NEWS LINE

Nation's largest local co-op to reorganize
Problems associated with rapid growth through consolidations and mergers during the past decade have forced Farmers Cooperative Association (FCA) the largest cooperative in Kansas and probably the largest local co-op in the country into Chapter 11 bankruptcy. However, the co-op's continued operation has been assured by a federal judge.

FCA, based in Lawrence, Kan., filed its reorganization plan with the U.S. Bankruptcy Court Judge John Flannagan in Kansas City, Kan. Contributing to the co-op's financial problems were the depressed agricultural economy, dwindling federal subsidies, elimination of crop-storage programs and declining sales. The co-op's sales totaled $76.2 million in 1997, $62.7 million in 1999, and will drop further for 2000.

CoBank the co-op's largest creditor, holding $10 million of the co-op's $20 million in debt appointed Don Dumler as FCA chief operating officer and president after his predecessor was dismissed in June. Dumler said the cooperative already has sold some of its facilities and will eliminate or transfer some of its 130 employees.

At one point, the cooperative had to stop buying grain for lack of money to pay for it. But limited purchases from FCA's 3,500 members in northeastern Kansas have resumed, to the extent that cash has been available. The co-op reported having 3.5 million bushels of grain in storage and $30 million in assets. Reorganization is expected to take months to accomplish.










Gold Kist offers skillet meals
Gold-Kist, an Atlanta-based poultry processing cooperative, has introduced a new line of "Dish in a Dash" skillet meals. The fully cooked dinners feature all-natural chicken with vegetables, gourmet sauce and rice or pasta. "The nutritious, single-step dinners are convenient meal solutions that today's consumer demands," says John Bekkers, Gold Kist president and chief operating officer. The dual servings in a 24-ounce bag can be prepared in minutes in a skillet or microwave.

Sugarbeet co-op eyes purchase of Western Sugar
Rocky Mountain Sugar Growers Cooperative (RMSGC) has signed a letter of intent to pay $78 million to buy Western Sugar Co.'s six sugarbeet processing plants. Western Sugar is owned by a subsidiary of Tate and Lyle LLC, an Engish firm that purchased the plants in 1980 from the holdings of the bankrupt Great Western Sugar Co.

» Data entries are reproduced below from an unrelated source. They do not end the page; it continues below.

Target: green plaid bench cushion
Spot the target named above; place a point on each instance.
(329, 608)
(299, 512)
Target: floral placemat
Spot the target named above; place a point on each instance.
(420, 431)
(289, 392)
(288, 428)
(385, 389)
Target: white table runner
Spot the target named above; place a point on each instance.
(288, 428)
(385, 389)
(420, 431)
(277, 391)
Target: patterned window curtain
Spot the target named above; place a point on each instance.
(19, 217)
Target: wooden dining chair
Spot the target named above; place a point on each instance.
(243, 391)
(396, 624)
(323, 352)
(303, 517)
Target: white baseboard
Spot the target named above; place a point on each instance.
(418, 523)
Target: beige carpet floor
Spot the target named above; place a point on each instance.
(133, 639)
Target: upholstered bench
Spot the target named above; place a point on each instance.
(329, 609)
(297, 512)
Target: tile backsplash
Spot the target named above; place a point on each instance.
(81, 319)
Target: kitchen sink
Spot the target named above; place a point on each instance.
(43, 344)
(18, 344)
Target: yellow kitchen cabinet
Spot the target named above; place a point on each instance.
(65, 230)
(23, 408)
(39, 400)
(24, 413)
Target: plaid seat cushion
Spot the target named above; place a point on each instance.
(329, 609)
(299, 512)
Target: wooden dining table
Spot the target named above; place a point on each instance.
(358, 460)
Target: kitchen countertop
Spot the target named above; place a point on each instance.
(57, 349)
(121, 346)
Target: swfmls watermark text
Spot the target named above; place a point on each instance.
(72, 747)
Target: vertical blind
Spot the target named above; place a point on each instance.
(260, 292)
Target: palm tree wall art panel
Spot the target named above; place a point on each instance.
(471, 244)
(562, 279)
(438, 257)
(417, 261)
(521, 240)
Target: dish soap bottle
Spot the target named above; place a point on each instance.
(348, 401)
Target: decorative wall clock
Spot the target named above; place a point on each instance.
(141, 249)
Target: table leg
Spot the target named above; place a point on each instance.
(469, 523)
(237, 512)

Rocky Mountain Sugar Growers is pursuing the purchase of six Western Sugar plants.


RMSGC growers say with sugar prices depressed this year, they hope owning the plants that process their crop will help them farm more profitably. "This is a pretty bad time for us," Frank Eckhardt of La Salle, Colo, told the Denver Post. "Prices are down, and we're looking at some way to help ourselves," added Eckhardt, treasurer of the Colorado Sugarbeet Growers Association. The purchase plan hinges on the co-op obtaining financing and getting enough crop delivery commitments from growers to keep the plants operating at near capacity.

The co-op will have to find bank financing for about $52 million, with grower members investing the remaining $26 million, based on payments of $180 per acre.

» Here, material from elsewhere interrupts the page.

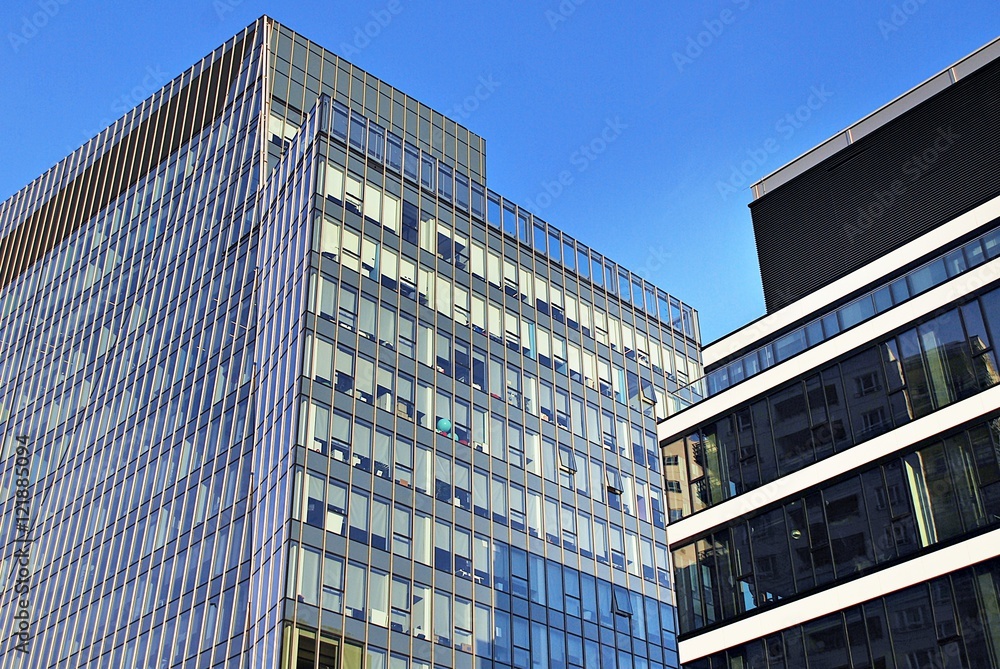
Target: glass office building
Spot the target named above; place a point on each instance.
(282, 383)
(834, 496)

Western Sugar currently has 185,000 acres of sugarbeets under contract in four states and 600 employees. About 1,000 family farms are represented in the five participating beet-grower groups in Nebraska, Wyoming, Colorado and Montana who plan to conclude the sale within six months, pending financing and grower investment.

The plan mirrors an earlier cooperative effort to buy Great Western Sugar in 1973. That plan failed amid opposition from North Platte Valley growers. Great Western was forced to seek bankruptcy protection in 1985. Sugar beet prices have plummeted since December 1999 due to over-production.

Fremont Co-op joins AMPI
Members of southern Minnesota's Fermont Cooperative voted to merge with Associated Milk Producers Inc. (AMPI), New Ulm, Minn. The merger added about 36 million pounds of milk produced by 40 farmers to AMPI's 5.1 billion pounds of milk produced by 5,000 members.

Dan Olson, Fremont board chairman, said the merger resulted from changes in the dairy industry. A dairy producer from Lewiston, Minn., Olson said his cooperative had been serving farmers for nearly 10 years. "AMPI will provide a stable market for our milk, member services, and secure our cooperative's equity," he said. Milk from Fremont will be shipped to AMPI's manufacturing plant at Rochester, Minn. Last October, Glencoe (Minn.) Butter & Produce Association merged with AMPI.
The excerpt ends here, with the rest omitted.